Historically travel approval has commonly fallen into the silo of being mostly linked to cost control. Today, it cannot be cost alone that determines a trip.
In these early months of lockdown easing, cost is no longer the number one consideration. Keeping a keen eye on costs where possible is important, but it doesn’t take on the paramount status of traveler wellbeing.
Adding multiple, and even flexible, approval points to ensure that traveler safety and security is the priority is now a common requirement at global level.
In the past a traveler approval process could be a source of frustration, but today it is an essential tool in duty of care, and ultimately reassuring for everyone involved.
We used to find that clients with fairly straightforward point-to-point travel requirements requested one-step authorization.
Today our advice is to ensure that there is the ability to add in additional layers of authorization and an element of risk assessment.
In a world where COVID-19 remains present, all organizations have changed their criteria as to what is necessary travel.
This means that businesses need oversight from functions such as HR, finance and risk management to check that the right travel is happening, at the right time.
A robust travel approval system should also be able to layer in the appropriate government advice on travel to specific destinations, an organisations’ own guidelines on certain parts of world and risk assessment.
Approval ratings
It is essential that businesses re-evaluate their travel approval systems, or indeed how permission to even request a travel booking, is given.
Particular attention should also be given to the ability of technology and processes to apply multi-level approvals.
Consider different approval processes for requests to travel to different destinations.

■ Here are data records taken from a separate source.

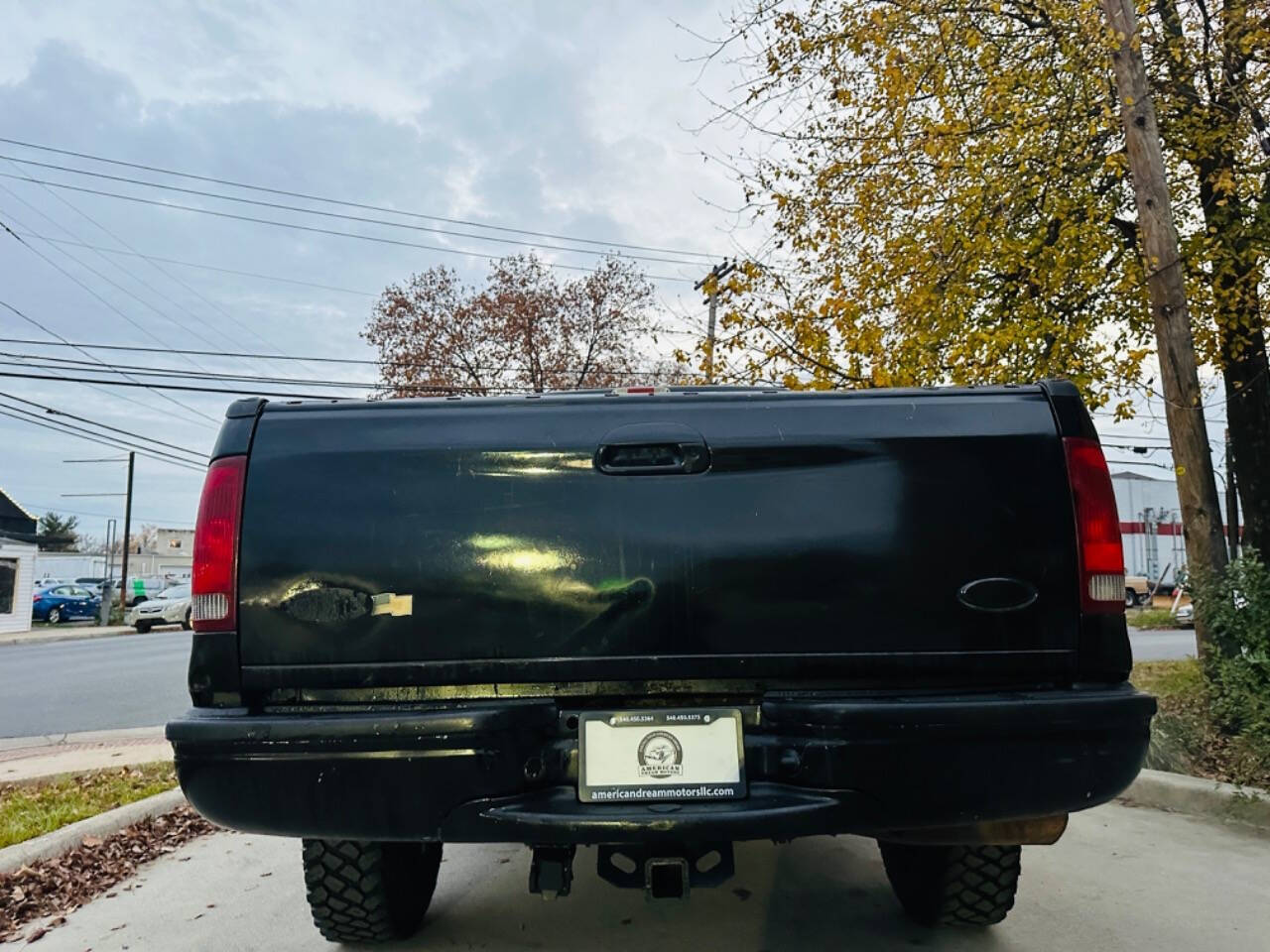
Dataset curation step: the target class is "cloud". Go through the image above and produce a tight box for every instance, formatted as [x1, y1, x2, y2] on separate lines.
[0, 3, 751, 531]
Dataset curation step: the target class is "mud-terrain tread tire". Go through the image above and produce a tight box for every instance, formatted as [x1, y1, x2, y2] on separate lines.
[877, 842, 1022, 925]
[303, 839, 441, 943]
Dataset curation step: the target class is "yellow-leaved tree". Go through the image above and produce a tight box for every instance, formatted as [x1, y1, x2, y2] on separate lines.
[696, 0, 1270, 558]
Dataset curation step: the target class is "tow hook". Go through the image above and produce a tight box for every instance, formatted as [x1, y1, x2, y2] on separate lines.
[530, 847, 577, 898]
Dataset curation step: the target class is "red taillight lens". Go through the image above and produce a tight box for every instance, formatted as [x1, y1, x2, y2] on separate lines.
[190, 456, 246, 631]
[1063, 436, 1124, 613]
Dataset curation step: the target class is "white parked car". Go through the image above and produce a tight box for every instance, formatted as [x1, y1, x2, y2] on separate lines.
[123, 584, 190, 634]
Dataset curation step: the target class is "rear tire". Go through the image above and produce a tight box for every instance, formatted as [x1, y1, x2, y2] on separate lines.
[877, 840, 1022, 925]
[303, 839, 441, 943]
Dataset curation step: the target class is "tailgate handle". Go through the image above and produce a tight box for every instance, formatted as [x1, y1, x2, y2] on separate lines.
[594, 422, 710, 476]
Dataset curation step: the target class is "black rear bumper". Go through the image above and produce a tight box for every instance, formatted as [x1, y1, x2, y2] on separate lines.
[168, 684, 1156, 844]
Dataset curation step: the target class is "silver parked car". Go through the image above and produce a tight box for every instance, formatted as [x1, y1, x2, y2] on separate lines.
[123, 584, 190, 634]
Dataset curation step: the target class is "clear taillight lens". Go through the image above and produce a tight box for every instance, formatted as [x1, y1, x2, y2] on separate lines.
[190, 456, 246, 631]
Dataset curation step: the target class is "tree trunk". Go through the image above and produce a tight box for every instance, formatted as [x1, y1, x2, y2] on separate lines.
[1101, 0, 1225, 657]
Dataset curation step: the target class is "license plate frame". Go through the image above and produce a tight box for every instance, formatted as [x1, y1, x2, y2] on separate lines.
[577, 707, 749, 806]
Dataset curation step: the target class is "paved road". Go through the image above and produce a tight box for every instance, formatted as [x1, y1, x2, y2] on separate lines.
[0, 630, 1195, 738]
[1129, 629, 1195, 661]
[27, 805, 1270, 952]
[0, 629, 190, 738]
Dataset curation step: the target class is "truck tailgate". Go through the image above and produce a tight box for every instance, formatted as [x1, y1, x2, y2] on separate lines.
[239, 387, 1079, 686]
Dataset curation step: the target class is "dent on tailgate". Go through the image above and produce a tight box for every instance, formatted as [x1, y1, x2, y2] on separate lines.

This allows certain trips to be evaluated by risk specialists rather than a line manager or budget holder.
The flexibility of a system is key as situations around the world – and even within specific territories – change quickly.
The ability to be truly customizable and flexible is also extremely important for all travel approval.
Being able to tailor components so that they clearly talk about permission to travel, rather than book, is one option to explore in order to reflect the consideration that needs to go into each request.
The approval, or permission, process should work hand-in-hand with the travel policy so that the policy remains in action within the everyday operations of a business.
A flexible system will also allow approval processes to change as worldwide restrictions ease, or tighten.
Adding important layers to authorization and new risk assessment elements shouldn’t make the process any more cumbersome for those involved.
Approving and declining permission to travel should be possible in one click, and all travel approval tools should be mobile device compatible to make it fast and simple.
Where possible automation can improve efficiency, for example only allowing the roles or departments where travel is permitted to even access the systems for seeking travel approval.
The ability to approve travel globally is key, without worrying about ‘what we do today’. It shouldn’t matter what online booking tool is used, which markets use it, or what the approval protocols built in are.
The priority is a robotic process, working consistently globally, that allows approval to become invisible so that duty of care can be the paramount consideration.
Re-framing the travel approval process to think of it as a permission-seeking exercise ensures that traveller wellbeing is at the forefront of all decisions.
The ability of the permission process to protect your organization and its people is one step to take in approaching business travel in this new world.
The fundamental changes to how we all work and travel mean that robust and flexible travel approval processes and systems have never been more essential to ensuring that duty of care and traveler well-being are at the heart of every granted permission to travel.